Now, one thing that is disingenuous, is to represent "The Case for Condorcet Voting" with an example that is cherry-picked to make the Condorcet results appear nonsensical. Now I presented the case for Condorcet RCV *solely* as the case for RCV. The very reasons we want Condorcet RCV are the stated reasons that RCV advocates make for RCV, yet those RCV advocates are usually plugging Hare or IRV.
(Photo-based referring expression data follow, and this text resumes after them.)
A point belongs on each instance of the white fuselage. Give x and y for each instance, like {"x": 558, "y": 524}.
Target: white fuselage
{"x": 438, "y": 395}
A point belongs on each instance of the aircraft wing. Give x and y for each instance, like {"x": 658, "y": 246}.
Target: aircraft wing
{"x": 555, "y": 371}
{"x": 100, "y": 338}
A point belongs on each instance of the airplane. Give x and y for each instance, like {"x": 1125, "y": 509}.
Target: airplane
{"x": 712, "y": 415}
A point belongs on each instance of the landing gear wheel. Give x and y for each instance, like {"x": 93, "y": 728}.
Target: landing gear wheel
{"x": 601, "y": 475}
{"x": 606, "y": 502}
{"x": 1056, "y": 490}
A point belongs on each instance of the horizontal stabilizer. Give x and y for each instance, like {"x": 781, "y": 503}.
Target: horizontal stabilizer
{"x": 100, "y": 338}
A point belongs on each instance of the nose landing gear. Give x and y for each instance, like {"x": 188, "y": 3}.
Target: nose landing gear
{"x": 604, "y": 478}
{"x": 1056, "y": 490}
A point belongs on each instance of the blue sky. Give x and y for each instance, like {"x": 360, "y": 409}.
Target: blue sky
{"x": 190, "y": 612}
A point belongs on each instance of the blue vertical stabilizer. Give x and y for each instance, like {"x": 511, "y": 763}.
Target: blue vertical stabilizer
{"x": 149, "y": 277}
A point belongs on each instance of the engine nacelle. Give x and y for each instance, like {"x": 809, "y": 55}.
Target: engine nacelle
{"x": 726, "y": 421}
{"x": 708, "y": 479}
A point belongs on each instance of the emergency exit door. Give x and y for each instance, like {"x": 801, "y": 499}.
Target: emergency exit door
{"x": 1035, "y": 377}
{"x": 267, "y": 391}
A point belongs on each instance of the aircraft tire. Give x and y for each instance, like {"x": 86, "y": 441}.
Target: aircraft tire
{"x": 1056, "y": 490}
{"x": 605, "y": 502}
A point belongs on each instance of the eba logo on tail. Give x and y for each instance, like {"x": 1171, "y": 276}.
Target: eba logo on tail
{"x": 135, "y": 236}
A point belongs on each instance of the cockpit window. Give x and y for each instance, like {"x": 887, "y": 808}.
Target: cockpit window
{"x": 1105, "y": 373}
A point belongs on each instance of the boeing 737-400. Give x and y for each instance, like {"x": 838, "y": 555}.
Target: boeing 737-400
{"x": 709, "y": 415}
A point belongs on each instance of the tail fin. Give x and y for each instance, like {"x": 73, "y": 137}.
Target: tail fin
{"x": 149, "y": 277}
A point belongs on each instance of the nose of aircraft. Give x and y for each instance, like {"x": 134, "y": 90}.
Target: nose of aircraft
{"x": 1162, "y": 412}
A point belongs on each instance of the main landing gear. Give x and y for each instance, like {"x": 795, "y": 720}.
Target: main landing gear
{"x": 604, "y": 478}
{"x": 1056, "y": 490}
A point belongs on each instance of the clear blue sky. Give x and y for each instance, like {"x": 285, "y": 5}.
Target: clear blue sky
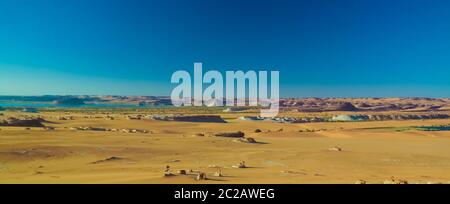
{"x": 341, "y": 48}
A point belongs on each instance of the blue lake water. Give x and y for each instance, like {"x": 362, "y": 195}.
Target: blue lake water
{"x": 9, "y": 104}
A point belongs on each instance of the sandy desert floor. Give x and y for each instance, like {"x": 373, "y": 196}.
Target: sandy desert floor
{"x": 371, "y": 151}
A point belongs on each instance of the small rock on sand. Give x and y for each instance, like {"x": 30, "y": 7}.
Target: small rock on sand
{"x": 200, "y": 176}
{"x": 335, "y": 149}
{"x": 360, "y": 181}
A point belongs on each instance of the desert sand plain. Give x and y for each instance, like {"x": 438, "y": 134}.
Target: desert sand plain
{"x": 319, "y": 152}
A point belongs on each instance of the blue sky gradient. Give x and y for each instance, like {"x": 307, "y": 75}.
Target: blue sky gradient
{"x": 322, "y": 48}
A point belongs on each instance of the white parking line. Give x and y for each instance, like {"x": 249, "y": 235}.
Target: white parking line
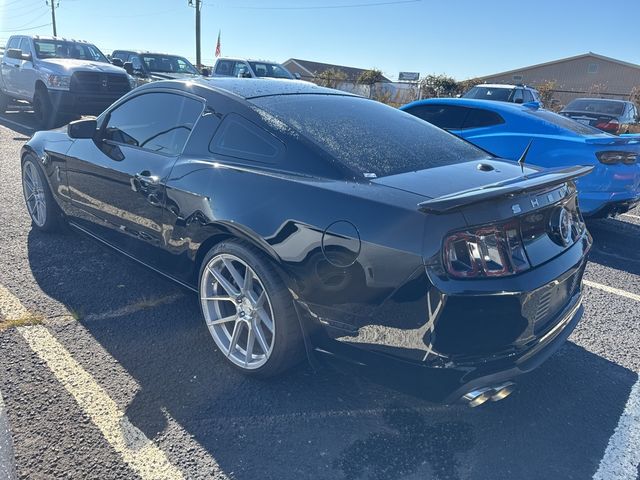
{"x": 615, "y": 291}
{"x": 621, "y": 459}
{"x": 622, "y": 456}
{"x": 141, "y": 454}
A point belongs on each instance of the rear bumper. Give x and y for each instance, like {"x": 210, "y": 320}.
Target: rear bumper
{"x": 81, "y": 103}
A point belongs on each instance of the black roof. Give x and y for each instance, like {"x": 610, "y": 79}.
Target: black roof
{"x": 263, "y": 87}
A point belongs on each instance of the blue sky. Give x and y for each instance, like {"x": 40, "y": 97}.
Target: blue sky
{"x": 461, "y": 38}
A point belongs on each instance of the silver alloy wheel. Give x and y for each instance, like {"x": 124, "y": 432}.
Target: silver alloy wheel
{"x": 34, "y": 193}
{"x": 238, "y": 311}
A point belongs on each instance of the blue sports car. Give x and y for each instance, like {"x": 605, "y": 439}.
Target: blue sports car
{"x": 506, "y": 129}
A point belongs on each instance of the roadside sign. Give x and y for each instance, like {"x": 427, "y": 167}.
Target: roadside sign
{"x": 409, "y": 76}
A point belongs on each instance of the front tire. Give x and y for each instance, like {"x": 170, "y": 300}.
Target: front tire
{"x": 248, "y": 310}
{"x": 45, "y": 213}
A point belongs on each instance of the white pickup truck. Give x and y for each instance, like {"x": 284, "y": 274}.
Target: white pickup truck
{"x": 58, "y": 77}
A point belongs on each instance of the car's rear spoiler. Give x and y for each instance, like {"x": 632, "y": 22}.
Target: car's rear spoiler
{"x": 536, "y": 181}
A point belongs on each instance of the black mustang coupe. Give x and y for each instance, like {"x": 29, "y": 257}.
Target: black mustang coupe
{"x": 314, "y": 222}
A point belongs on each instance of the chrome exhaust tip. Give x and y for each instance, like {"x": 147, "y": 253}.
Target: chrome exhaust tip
{"x": 475, "y": 398}
{"x": 502, "y": 391}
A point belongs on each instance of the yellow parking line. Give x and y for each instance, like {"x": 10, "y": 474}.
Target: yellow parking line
{"x": 615, "y": 291}
{"x": 136, "y": 449}
{"x": 140, "y": 453}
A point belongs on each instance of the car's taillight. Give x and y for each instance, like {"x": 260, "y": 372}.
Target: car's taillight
{"x": 489, "y": 251}
{"x": 613, "y": 157}
{"x": 609, "y": 126}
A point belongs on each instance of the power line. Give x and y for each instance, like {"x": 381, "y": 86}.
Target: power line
{"x": 326, "y": 7}
{"x": 25, "y": 29}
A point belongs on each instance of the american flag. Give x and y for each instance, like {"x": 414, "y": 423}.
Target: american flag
{"x": 218, "y": 45}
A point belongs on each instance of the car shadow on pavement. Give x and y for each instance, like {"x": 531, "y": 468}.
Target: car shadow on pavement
{"x": 324, "y": 424}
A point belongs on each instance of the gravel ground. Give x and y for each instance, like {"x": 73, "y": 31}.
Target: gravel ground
{"x": 142, "y": 339}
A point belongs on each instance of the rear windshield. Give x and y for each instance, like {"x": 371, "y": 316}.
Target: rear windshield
{"x": 262, "y": 69}
{"x": 370, "y": 138}
{"x": 596, "y": 106}
{"x": 168, "y": 64}
{"x": 490, "y": 93}
{"x": 66, "y": 49}
{"x": 566, "y": 123}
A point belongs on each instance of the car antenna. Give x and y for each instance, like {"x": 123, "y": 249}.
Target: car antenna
{"x": 523, "y": 157}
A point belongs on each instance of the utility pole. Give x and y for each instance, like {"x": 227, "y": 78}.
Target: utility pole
{"x": 53, "y": 14}
{"x": 198, "y": 6}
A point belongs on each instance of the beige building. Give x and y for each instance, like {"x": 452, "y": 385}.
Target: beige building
{"x": 588, "y": 75}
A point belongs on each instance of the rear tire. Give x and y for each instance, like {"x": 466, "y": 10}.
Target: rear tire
{"x": 45, "y": 213}
{"x": 44, "y": 113}
{"x": 255, "y": 315}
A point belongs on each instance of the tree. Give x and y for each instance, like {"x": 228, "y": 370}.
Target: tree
{"x": 370, "y": 77}
{"x": 438, "y": 86}
{"x": 331, "y": 78}
{"x": 465, "y": 85}
{"x": 546, "y": 90}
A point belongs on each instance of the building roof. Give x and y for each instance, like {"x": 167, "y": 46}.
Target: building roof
{"x": 316, "y": 68}
{"x": 562, "y": 60}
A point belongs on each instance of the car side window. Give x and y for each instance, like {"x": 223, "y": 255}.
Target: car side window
{"x": 159, "y": 122}
{"x": 450, "y": 117}
{"x": 24, "y": 45}
{"x": 14, "y": 43}
{"x": 240, "y": 68}
{"x": 528, "y": 96}
{"x": 240, "y": 138}
{"x": 478, "y": 118}
{"x": 224, "y": 67}
{"x": 518, "y": 96}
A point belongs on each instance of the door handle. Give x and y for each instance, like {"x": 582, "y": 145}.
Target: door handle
{"x": 145, "y": 178}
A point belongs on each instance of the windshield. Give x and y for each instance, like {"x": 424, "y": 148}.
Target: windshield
{"x": 368, "y": 137}
{"x": 490, "y": 93}
{"x": 556, "y": 120}
{"x": 262, "y": 69}
{"x": 168, "y": 64}
{"x": 596, "y": 106}
{"x": 65, "y": 49}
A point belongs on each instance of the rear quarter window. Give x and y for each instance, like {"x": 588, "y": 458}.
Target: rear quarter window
{"x": 443, "y": 116}
{"x": 240, "y": 138}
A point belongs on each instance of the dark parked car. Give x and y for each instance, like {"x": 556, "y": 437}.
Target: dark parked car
{"x": 611, "y": 116}
{"x": 149, "y": 66}
{"x": 504, "y": 93}
{"x": 413, "y": 254}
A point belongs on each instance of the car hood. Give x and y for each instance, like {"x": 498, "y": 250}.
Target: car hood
{"x": 440, "y": 181}
{"x": 173, "y": 76}
{"x": 67, "y": 66}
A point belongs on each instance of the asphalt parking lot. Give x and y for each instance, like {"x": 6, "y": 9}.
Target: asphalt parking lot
{"x": 110, "y": 373}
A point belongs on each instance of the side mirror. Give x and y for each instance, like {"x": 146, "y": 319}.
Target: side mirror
{"x": 128, "y": 66}
{"x": 85, "y": 128}
{"x": 14, "y": 53}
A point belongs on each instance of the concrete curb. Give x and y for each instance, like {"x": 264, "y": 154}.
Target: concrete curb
{"x": 7, "y": 461}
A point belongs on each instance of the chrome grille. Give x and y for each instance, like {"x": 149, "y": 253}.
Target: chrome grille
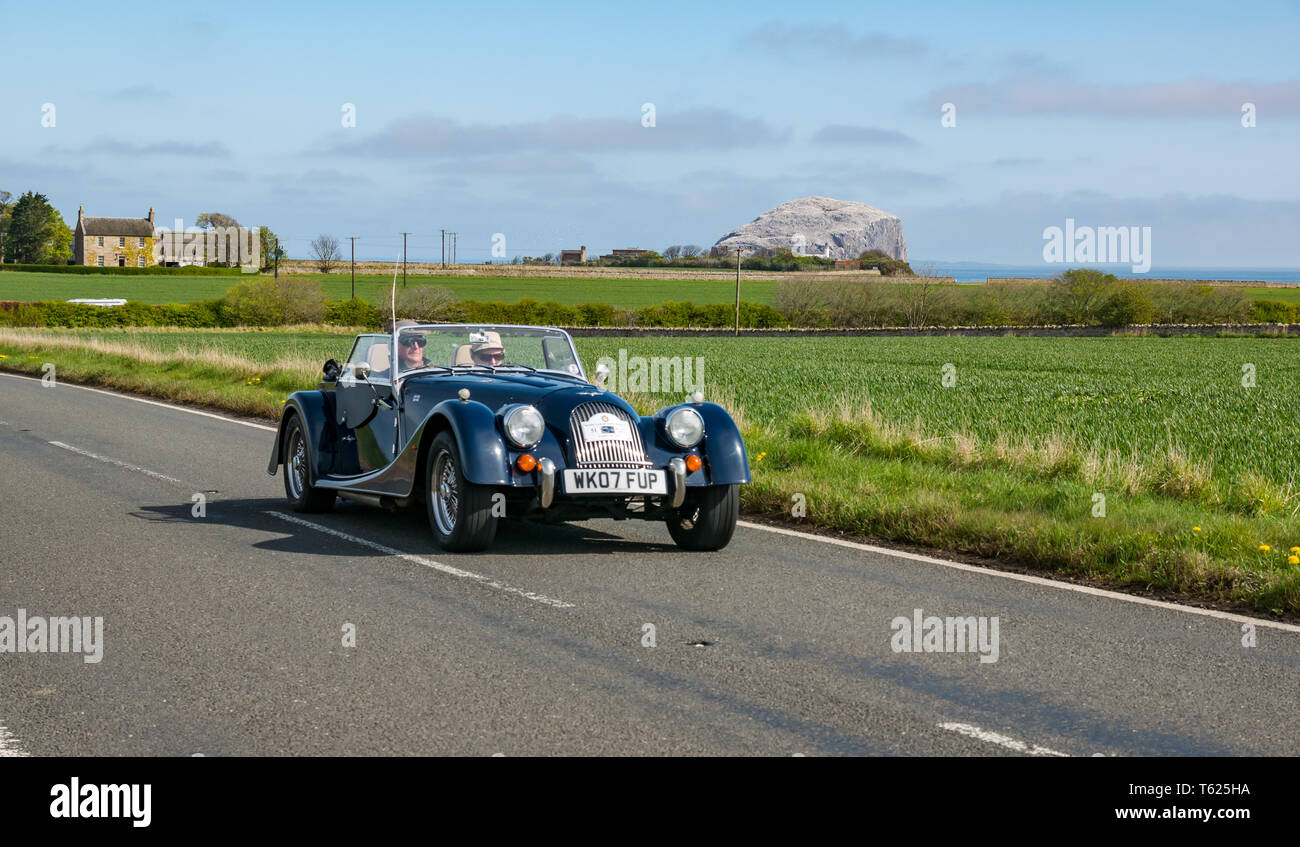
{"x": 606, "y": 454}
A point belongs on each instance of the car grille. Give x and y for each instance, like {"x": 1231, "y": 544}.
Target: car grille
{"x": 606, "y": 454}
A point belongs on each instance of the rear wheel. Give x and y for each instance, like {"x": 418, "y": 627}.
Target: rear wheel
{"x": 298, "y": 472}
{"x": 707, "y": 520}
{"x": 460, "y": 512}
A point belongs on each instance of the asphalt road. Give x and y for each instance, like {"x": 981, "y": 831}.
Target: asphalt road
{"x": 224, "y": 633}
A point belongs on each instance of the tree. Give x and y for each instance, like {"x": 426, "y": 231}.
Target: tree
{"x": 4, "y": 218}
{"x": 1083, "y": 292}
{"x": 59, "y": 248}
{"x": 37, "y": 233}
{"x": 215, "y": 220}
{"x": 325, "y": 252}
{"x": 271, "y": 247}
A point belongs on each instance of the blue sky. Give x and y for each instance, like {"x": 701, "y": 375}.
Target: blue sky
{"x": 527, "y": 120}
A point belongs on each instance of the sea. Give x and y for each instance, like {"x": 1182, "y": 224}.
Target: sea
{"x": 980, "y": 272}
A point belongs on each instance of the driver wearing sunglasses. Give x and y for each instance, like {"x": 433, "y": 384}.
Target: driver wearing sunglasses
{"x": 411, "y": 351}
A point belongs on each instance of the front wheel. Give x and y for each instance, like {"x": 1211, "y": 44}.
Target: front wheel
{"x": 303, "y": 496}
{"x": 460, "y": 512}
{"x": 707, "y": 520}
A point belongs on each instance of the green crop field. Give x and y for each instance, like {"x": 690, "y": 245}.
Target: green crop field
{"x": 1162, "y": 464}
{"x": 629, "y": 292}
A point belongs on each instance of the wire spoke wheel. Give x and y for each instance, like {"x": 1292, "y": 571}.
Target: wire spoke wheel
{"x": 460, "y": 512}
{"x": 446, "y": 494}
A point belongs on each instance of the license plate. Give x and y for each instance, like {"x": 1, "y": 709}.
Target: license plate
{"x": 615, "y": 481}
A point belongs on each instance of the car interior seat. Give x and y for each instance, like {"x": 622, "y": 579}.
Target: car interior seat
{"x": 378, "y": 357}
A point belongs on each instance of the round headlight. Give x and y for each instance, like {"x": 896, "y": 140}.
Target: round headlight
{"x": 685, "y": 428}
{"x": 524, "y": 425}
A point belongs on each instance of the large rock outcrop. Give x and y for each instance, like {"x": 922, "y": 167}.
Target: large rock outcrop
{"x": 822, "y": 226}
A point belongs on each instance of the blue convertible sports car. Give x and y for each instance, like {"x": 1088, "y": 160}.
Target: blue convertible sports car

Now the reason to use a Condorcet-consistent method to tally the vote, instead of Hare, is to prevent a failure of IRV to respect majority rule and the equality of our votes. This failure does not happen often, but when it *does* happen, the consequences are *never* good. So I will cherry pick (or make up) another example to show this. But I will not disingenuously call this "The Case for Hare (Instant Runoff) Voting". This is presented to point out the essential flaw of IRV instead. And that case is that of a close 3-way race, so my example is gonna make it *really* close. All three candidates are plausible winners.

99 voters in total

34 Right voters

---30 R>C>L

--- 1 R>L>C

--- 3 R only

32 Center voters

---13 C>L>R

---11 C>R>L

--- 8 C only

33 Left voters

---30 L>C>R

--- 1 L>R>C

--- 2 L only

Now that's a pretty close 3-way race. Who should win? Who truly has the most voter support? Who will Plurality elect? Who will IRV elect?

Now the FPTP people will say that Right should win in this close race because more voters prefer Right as their first choice than any other candidate.

The IRV people will say that Left should win because Left is preferred over Right by 46 to 45 votes (after Center is eliminated). Even though Right gets more first-choice votes (barely), Left is preferred over Right by 1 vote (again, barely).

But Center is widely preferred over either Left (62 to 34) or Right (62 to 35). You can call Center "milquetoast" if you want, but the electorate would *greatly* prefer Center over either Left or Right in this extreme example. Neither FPTP nor IRV will see that.

That is the cherry-picked example that really presents the Case for Condorcet.